September 24, 2006

M.J. Dominus on Design Patterns

Posted in Design Patterns, Programming Languages, Software at 6:51 pm by mj

In his recent essay, Design Patterns of 1972, Mark-Jason Dominus–a long-time favorite writer of mine from the Perl community–writes:

Had the “Design Patterns” movement been popular in 1960, its goal would have been to train programmers to recognize situations in which the “subroutine” pattern was applicable, and to implement it habitually when necessary. While this would have been a great improvement over not using subroutines at all, it would have been vastly inferior to what really happened, which was that the “subroutine” pattern was codified and embedded into subsequent languages.

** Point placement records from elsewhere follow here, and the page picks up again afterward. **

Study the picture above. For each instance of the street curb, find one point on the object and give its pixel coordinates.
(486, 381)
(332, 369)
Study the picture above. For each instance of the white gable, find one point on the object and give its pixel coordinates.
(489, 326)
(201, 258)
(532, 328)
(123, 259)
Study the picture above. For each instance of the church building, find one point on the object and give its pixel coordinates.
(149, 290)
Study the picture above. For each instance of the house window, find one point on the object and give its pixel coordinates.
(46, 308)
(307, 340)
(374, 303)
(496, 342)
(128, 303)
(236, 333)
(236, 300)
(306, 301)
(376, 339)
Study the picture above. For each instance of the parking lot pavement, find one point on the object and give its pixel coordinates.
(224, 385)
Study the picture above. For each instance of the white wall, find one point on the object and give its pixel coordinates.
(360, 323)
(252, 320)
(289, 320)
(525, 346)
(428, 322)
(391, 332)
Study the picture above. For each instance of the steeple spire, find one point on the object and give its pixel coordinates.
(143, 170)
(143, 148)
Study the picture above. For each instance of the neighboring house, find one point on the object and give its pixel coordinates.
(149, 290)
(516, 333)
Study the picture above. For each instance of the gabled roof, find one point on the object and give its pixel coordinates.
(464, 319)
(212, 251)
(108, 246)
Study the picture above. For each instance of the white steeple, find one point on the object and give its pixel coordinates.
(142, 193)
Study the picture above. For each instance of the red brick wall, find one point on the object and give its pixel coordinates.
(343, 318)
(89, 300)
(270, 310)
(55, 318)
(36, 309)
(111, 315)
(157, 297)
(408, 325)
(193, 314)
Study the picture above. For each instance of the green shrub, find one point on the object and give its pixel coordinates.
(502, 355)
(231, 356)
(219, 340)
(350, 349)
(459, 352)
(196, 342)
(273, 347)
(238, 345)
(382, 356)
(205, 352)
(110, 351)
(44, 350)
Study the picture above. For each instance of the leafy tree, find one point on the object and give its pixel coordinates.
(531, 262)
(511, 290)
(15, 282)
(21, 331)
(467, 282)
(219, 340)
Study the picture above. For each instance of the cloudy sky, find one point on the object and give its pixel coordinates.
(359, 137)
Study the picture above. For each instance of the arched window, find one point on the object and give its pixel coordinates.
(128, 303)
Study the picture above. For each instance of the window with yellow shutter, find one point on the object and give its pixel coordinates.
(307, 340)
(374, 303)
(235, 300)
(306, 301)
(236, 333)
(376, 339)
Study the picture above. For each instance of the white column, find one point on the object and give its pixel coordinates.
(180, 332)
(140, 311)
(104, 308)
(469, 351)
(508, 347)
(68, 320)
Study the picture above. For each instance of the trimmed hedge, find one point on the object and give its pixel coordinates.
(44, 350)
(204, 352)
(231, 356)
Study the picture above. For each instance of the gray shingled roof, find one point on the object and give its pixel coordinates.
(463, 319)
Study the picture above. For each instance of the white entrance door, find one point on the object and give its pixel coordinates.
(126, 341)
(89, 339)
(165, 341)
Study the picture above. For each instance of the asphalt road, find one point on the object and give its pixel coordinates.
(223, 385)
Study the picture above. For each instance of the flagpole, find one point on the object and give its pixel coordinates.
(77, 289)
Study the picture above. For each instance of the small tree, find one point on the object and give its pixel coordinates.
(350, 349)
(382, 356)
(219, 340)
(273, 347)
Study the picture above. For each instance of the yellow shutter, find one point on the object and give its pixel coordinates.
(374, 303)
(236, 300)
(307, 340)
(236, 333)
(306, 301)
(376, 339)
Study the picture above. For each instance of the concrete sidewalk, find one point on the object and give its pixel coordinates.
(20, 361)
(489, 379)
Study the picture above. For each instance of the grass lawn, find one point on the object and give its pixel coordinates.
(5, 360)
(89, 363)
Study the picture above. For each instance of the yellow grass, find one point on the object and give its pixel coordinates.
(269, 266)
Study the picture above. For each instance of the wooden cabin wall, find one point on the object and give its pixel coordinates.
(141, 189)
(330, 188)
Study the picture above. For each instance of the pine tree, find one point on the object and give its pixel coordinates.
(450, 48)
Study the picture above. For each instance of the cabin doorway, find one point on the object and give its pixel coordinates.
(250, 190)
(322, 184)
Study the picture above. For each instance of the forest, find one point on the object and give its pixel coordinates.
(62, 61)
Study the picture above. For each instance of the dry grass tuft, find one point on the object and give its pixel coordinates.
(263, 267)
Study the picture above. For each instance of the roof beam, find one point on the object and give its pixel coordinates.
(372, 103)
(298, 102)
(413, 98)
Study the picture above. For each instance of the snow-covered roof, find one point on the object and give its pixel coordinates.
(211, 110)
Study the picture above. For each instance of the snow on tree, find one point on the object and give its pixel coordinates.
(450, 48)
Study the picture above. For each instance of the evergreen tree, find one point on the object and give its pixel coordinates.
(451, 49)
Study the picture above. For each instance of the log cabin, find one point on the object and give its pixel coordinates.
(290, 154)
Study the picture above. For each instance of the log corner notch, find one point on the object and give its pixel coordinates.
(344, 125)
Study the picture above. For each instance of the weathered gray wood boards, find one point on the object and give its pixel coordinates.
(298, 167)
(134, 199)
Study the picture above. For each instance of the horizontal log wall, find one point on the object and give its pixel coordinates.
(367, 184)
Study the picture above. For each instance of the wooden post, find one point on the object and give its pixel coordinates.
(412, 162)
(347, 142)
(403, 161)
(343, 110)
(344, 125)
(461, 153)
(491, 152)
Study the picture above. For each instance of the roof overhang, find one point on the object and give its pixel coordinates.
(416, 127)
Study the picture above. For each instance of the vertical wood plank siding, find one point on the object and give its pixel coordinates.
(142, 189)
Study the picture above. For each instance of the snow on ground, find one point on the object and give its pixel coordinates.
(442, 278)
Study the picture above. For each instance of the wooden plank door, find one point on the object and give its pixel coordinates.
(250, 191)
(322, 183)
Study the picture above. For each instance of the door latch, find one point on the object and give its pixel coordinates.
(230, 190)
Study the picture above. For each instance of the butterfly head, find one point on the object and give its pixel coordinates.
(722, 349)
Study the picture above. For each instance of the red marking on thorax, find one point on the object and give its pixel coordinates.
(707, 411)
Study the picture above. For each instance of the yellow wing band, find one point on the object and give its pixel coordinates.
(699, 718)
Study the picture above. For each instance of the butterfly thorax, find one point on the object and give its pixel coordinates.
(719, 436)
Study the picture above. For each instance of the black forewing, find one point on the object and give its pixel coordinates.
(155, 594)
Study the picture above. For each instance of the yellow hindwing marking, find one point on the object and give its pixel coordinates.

He draws this analogy because, he believes, the “Design Patterns” movement, noble in its intent, has weakened programmers by desensitizing them to defects in their tools.

He continues:

The stance of the “Design Patterns” movement seems to be that it is somehow inevitable that programmers will need to implement Visitors, Abstract Factories, Decorators, and Façades. But these are no more inevitable than the need to implement Subroutine Calls or Object-Oriented Classes in the source language. These patterns should be seen as defects or missing features in Java and C++. The best response to identification of these patterns is to ask what defects in those languages cause the patterns to be necessary, and how the languages might provide better support for solving these kinds of problems.

This isn’t the first time he’s made this point. Several years ago, he offered a presentation on Christopher Alexander, where he asserted that the “Design Patterns” movement has turned out to be less useful for programmers than what Alexander proposed for architects. (To reduce the possibility of misunderstanding, it’s probably best to skip ahead and read slide 9, slide 10, slide 11 and slide 12 first.)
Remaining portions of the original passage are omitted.